"It was the curé of Roquebrune who told it to me. He thinks it more probable than two or three other tales," Vanno said, speaking slowly, to impress the name of his informant upon the girl. "The curé is a most interesting man. Perhaps you've met him?" He asked this question doubtfully, lest Mary should guess that it was to him she owed the curé's visits; but she was unsuspicious.

"No. He called on me when I was out. I don't know why he came," she said. She looked a little guilty, because she would have gone up to the church of Roquebrune after the second call if she had not been afraid that the curé had been sent to see her by some one at home who had found out that she was on the Riviera. Vanno, misunderstanding her change of expression, said no more, though he had begun his story with the intention of leading up to this. They parted with polite thanks from Mary for his information, thanks which seemed banal, a strange anti-climax coming after the story of the lovers. Yet they went away from one another with an aftermath of their first unreasoning happiness still lingering in their hearts. That night at dinner they bowed to each other slightly; and during the week that followed before Christmas eve, sometimes Vanno almost believed in the girl; sometimes he lost hope of her, and was plunged from his unreasoning happiness to the dark depths of a still more unreasoning despair. But he knew that she thought of him. He saw it in her eyes, or in the turn of her head if she ostentatiously looked away from him. And he did not know whether he were glad or sorry, for he saw no good that could come of what he began to call his infatuation.

The morning of Christmas eve arrived, and with it a telegram to say that Angelo and his bride Marie were delayed again until the eve of New Year's Day, the great fête of France. Vanno was disappointed, for he had expected them that night, and would have liked to be with them on Christmas. He resolved to invite the curé to dine with him on Christmas night; and meanwhile, strolling on the Casino terrace in the hope of seeing Mary, he ran across Jean Rongier, the airman, the young French baron who had achieved a sensational success at Nice for the new Della Robbia parachute.

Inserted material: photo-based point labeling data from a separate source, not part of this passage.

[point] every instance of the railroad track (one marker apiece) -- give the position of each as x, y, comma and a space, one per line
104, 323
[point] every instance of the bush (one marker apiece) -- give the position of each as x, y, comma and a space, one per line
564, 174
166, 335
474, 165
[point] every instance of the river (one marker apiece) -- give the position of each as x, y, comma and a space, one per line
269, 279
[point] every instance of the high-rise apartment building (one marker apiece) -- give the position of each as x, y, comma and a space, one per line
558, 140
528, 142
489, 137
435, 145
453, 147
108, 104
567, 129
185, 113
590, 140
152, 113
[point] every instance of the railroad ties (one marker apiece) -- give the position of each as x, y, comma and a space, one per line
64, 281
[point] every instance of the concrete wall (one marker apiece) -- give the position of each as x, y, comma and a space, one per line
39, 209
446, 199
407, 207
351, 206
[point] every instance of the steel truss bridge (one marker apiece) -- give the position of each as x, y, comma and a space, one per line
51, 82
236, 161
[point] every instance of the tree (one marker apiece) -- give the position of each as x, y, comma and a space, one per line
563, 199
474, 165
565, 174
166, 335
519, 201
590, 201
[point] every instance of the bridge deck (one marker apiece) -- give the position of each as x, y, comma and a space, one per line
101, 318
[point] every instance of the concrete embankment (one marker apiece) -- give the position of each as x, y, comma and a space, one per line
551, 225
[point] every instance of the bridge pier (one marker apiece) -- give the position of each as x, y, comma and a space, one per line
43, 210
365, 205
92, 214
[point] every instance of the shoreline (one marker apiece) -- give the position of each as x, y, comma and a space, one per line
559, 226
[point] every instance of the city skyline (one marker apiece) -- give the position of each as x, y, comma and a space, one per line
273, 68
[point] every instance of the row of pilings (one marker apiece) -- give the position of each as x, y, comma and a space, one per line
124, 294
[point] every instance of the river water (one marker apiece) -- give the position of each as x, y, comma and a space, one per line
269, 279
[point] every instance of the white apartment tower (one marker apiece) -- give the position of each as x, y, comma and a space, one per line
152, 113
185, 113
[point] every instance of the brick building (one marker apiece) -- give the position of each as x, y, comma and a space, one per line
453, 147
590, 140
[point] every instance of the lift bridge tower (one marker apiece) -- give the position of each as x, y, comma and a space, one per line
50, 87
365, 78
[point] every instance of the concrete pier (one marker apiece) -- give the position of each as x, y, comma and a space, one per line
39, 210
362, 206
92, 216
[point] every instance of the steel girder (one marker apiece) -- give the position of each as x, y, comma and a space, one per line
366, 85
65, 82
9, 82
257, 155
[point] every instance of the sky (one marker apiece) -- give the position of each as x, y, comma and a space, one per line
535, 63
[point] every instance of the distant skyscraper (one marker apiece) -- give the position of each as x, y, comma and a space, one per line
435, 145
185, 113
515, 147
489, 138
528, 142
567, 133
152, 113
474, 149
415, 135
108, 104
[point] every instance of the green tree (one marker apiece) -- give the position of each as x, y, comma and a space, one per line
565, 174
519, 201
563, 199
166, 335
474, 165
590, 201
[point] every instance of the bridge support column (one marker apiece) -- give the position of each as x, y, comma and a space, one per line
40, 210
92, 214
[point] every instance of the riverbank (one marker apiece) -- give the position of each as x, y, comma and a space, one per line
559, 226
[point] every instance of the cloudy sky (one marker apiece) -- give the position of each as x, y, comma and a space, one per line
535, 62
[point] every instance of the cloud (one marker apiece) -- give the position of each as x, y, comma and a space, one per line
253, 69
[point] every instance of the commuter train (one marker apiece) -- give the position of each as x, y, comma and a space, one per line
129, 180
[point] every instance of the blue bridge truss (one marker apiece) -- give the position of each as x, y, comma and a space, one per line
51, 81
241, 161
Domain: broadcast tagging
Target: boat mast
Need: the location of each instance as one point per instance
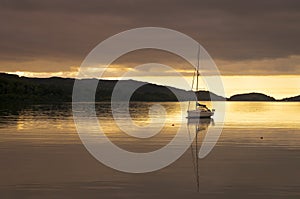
(197, 71)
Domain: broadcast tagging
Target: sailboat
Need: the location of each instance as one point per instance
(201, 111)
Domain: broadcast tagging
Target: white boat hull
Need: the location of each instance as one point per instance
(200, 114)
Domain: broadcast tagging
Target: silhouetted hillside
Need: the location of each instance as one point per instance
(251, 97)
(50, 90)
(292, 99)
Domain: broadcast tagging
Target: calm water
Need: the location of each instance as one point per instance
(257, 155)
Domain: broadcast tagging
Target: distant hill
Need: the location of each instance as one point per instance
(15, 89)
(292, 99)
(251, 97)
(55, 89)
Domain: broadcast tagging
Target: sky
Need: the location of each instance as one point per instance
(255, 44)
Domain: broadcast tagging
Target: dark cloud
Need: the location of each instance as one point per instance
(65, 31)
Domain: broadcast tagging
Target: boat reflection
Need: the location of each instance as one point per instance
(198, 126)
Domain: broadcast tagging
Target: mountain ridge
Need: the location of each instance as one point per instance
(57, 89)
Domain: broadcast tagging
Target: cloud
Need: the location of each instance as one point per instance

On the strength of this feat the two had become good friends, and Vanno had been up several times in Rongier's Bleriot monoplane.

"A favour, mon ami," Rongier began as they met. "I was on the point of calling at your hotel, to ask it of you. Go with me to-night to a dance on board the big yacht White Lady, that you can see down there in the harbour."

"Many thanks, but no!" laughed Vanno. "I haven't danced since I was twenty; and even if I had I don't know White Lady's owner."

"That is nothing," said Rongier. "Nobody knows him, but every one is going—that is, all the men we know are going; and you will go, to please me."

"I'd do a good deal to please you, but not that," Vanno persisted.

"If I tell you a lady whom I am anxious—particularly anxious—to please, will be angry with me if you refuse? She makes it a point that I bring you."

"That's a different matter," said Vanno good-naturedly. "I suppose she doesn't make it a point for me to stay through the whole evening?"

"You can settle that with her," Rongier reassured him. "I thought you wouldn't fail me. She's heard about your blue comet and your yellow desert, and your new parachute, and has probably mixed them all up; but the result is that she wants to meet you."